Selon nos sources, plusieurs formations politiques non représentées au Parlement ont entamé une coordination de leurs positions. Leur objectif : solliciter une réunion urgente avec le ministre de l’Intérieur, Abdelouafi Laftit, pour discuter des préparatifs liés aux élections législatives prévues en septembre prochain.
D’après les informations disponibles, les secrétaires généraux et les directions de ces partis prévoient d’adresser une correspondance commune au ministère de l’Intérieur. Ils exigent l’ouverture d’un dialogue élargi incluant toutes les organisations légalement constituées, portant notamment sur la révision des lois électorales, les mécanismes de gestion du financement public, ainsi que les conditions de couverture médiatique durant la future campagne électorale.
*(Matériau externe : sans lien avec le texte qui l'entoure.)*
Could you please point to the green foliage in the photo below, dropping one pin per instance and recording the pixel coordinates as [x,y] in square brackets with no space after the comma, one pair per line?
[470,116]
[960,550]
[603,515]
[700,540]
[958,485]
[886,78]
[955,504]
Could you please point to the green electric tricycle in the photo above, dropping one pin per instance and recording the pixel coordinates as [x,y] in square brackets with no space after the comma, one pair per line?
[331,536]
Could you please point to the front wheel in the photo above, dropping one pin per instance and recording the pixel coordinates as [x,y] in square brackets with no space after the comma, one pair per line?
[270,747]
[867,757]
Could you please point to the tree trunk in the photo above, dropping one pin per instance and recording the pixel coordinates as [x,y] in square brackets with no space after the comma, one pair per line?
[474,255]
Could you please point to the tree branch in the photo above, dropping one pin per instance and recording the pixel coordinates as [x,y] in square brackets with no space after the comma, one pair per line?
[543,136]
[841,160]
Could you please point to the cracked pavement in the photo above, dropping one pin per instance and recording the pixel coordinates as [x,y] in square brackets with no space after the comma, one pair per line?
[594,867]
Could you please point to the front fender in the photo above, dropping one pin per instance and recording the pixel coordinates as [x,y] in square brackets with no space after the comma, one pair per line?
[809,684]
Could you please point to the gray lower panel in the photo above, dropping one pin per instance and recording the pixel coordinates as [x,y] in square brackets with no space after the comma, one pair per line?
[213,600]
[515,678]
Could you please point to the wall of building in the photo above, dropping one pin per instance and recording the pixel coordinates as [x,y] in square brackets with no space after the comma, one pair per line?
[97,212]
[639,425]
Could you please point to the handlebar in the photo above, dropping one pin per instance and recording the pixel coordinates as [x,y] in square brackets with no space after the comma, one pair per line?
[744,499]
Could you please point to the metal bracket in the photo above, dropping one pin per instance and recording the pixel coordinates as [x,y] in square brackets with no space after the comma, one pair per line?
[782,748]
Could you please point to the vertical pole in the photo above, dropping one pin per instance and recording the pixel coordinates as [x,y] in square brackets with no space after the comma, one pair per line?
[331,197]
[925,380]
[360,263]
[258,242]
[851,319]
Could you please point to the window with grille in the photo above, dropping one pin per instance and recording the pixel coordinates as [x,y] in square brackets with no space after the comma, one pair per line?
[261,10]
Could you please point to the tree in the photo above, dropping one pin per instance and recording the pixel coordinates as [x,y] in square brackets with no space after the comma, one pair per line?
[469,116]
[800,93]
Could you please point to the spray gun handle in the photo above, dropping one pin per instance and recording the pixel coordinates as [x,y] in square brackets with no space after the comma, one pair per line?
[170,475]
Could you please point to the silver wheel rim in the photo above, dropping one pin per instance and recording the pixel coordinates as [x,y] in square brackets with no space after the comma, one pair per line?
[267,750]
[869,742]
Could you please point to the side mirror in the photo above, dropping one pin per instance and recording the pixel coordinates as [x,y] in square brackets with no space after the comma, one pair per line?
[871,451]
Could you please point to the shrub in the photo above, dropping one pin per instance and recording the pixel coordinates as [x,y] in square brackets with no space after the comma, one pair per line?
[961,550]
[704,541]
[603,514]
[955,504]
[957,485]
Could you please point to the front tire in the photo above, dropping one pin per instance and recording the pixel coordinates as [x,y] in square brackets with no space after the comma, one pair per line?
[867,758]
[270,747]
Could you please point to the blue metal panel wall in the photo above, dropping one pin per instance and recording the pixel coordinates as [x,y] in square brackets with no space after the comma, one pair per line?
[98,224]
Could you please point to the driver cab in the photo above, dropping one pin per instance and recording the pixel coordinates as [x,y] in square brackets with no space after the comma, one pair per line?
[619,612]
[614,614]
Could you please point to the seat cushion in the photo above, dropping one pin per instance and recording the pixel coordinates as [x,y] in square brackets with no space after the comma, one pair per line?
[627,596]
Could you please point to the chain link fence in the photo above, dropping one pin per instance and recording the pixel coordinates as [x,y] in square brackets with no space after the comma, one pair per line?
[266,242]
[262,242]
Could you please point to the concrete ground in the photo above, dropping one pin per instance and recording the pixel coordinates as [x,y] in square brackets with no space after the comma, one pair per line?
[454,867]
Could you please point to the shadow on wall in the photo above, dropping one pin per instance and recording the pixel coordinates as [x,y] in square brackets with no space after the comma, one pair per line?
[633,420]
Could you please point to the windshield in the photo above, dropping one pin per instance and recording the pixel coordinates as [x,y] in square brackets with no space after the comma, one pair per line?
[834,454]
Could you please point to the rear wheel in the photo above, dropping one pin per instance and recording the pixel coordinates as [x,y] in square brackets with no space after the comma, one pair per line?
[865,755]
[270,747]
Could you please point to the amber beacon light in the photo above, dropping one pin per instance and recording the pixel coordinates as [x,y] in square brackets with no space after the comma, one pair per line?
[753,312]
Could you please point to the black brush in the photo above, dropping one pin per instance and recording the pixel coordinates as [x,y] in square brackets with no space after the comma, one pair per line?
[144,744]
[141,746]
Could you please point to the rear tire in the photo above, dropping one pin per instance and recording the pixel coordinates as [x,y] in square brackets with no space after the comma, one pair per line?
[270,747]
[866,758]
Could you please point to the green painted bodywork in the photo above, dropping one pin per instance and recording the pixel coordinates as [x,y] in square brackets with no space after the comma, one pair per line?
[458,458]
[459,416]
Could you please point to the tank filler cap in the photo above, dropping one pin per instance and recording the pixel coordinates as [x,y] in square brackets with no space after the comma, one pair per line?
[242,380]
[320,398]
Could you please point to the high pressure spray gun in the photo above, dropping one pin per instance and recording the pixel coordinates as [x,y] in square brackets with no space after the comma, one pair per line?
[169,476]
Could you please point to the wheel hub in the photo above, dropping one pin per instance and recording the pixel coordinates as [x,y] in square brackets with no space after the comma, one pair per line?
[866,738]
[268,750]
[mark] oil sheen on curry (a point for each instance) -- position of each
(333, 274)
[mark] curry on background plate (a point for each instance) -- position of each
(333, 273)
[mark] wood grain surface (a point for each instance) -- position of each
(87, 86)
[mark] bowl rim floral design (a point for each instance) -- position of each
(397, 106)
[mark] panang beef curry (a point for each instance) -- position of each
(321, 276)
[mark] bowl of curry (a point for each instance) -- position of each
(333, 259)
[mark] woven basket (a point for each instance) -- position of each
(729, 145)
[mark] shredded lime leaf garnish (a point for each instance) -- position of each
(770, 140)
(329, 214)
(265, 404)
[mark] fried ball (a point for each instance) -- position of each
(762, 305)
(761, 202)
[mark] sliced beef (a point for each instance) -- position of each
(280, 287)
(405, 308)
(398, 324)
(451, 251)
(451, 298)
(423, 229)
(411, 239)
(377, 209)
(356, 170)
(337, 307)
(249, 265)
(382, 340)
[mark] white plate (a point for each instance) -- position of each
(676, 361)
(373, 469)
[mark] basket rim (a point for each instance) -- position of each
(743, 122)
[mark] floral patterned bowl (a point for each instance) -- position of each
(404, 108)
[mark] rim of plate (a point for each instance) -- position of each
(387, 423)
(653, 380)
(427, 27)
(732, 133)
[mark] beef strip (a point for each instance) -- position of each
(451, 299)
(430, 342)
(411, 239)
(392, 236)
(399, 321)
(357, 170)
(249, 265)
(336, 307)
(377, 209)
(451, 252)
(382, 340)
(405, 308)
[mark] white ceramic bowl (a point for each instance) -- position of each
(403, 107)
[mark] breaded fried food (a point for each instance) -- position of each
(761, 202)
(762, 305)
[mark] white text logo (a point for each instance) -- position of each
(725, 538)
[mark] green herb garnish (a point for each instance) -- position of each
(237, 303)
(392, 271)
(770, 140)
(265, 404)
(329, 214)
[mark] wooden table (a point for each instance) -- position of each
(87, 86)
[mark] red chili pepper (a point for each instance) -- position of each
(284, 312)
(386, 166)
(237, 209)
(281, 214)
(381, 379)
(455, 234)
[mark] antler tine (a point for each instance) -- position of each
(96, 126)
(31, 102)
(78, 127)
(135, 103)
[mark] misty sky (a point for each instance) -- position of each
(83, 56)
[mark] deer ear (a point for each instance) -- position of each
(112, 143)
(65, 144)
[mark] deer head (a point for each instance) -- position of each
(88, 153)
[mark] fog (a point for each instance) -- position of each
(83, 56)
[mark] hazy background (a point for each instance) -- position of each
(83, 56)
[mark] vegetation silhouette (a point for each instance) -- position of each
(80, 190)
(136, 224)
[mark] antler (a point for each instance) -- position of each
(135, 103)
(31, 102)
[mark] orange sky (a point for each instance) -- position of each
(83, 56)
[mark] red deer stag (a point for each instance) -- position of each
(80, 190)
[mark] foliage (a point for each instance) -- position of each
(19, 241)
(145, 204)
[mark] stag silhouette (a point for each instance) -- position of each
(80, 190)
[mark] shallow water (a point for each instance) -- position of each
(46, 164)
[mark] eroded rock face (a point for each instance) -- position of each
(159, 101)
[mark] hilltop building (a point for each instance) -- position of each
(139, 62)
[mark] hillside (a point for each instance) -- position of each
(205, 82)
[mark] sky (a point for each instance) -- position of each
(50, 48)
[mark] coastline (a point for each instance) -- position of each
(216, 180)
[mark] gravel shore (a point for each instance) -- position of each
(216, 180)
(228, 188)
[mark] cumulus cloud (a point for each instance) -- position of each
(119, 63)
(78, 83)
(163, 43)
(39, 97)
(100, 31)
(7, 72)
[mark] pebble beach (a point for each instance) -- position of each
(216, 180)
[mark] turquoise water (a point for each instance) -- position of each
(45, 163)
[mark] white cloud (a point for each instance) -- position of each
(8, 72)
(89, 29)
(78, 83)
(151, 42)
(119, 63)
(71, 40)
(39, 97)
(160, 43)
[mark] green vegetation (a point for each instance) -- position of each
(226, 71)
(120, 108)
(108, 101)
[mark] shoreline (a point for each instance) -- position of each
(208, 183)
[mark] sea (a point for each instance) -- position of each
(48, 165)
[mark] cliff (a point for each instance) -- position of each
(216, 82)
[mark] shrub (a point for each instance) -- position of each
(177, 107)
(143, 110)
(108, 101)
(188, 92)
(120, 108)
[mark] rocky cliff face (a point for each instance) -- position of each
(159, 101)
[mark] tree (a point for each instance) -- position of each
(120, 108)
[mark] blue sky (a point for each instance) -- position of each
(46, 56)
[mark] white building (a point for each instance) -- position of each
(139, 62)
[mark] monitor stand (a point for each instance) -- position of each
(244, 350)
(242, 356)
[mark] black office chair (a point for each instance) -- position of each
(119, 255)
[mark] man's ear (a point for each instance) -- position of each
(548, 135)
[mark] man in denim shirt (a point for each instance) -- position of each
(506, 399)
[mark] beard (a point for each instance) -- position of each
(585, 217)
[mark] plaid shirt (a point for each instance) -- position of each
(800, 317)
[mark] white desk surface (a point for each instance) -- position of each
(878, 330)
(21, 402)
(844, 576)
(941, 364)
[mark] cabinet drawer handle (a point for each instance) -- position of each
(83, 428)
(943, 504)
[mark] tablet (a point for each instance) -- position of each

Les mêmes sources rapportent que ces instances partisanes expriment leur mécontentement face à l’exclusivité des récents rounds de consultation, menés par le ministère uniquement avec les partis représentés au Parlement. Elles considèrent que cette approche consacre une forme de discrimination politique et fragilise le principe d’égalité des chances entre les différents acteurs de la scène politique nationale.
Ces partis estiment que la préparation des prochaines échéances électorales nécessite l’adoption d’une approche participative globale. Ils appellent à l’implication de toutes les parties prenantes, loin de toute logique d’exclusion qui, selon eux, marginalise les petites formations et restreint leurs capacités à s’engager dans une compétition politique équitable.